Apache Spark：DataFrame，DataSets和RDD之间的差异

1. Overview

Apache Spark is a fast, distributed data processing system. It does in-memory data processing and uses in-memory caching and optimized execution resulting in fast performance. It provides high-level APIs for popular programming languages like Scala, Python, Java, and R.

In this quick tutorial, we’ll go through three of the Spark basic concepts: dataframes, datasets, and RDDs.

2. DataFrame

Spark SQL introduced a tabular data abstraction called a DataFrame since Spark 1.3. Since then, it has become one of the most important features in Spark. This API is useful when we want to handle structured and semi-structured, distributed data.

In section 3, we’ll discuss Resilient Distributed Datasets (RDD). DataFrames store data in a more efficient manner than RDDs, this is because they use the immutable, in-memory, resilient, distributed, and parallel capabilities of RDDs but they also apply a schema to the data. DataFrames also translate SQL code into optimized low-level RDD operations.

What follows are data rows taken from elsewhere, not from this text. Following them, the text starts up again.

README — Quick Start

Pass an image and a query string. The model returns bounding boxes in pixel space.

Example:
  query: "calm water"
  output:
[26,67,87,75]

We can create DataFrames in three ways:

Converting existing RDDs
Running SQL queries
Loading external data

Spark team introduced SparkSession in version 2.0, it unifies all different contexts assuring developers won’t need to worry about creating different contexts:

SparkSession session = SparkSession.builder()
  .appName("TouristDataFrameExample")
  .master("local[*]")
  .getOrCreate();

DataFrameReader dataFrameReader = session.read();

We’ll be analyzing the Tourist.csv file:

Dataset<Row> data = dataFrameReader.option("header", "true")
  .csv("data/Tourist.csv");

Since Spark 2.0 DataFrame became a Dataset of type Row, so we can use a DataFrame as an alias for a Dataset.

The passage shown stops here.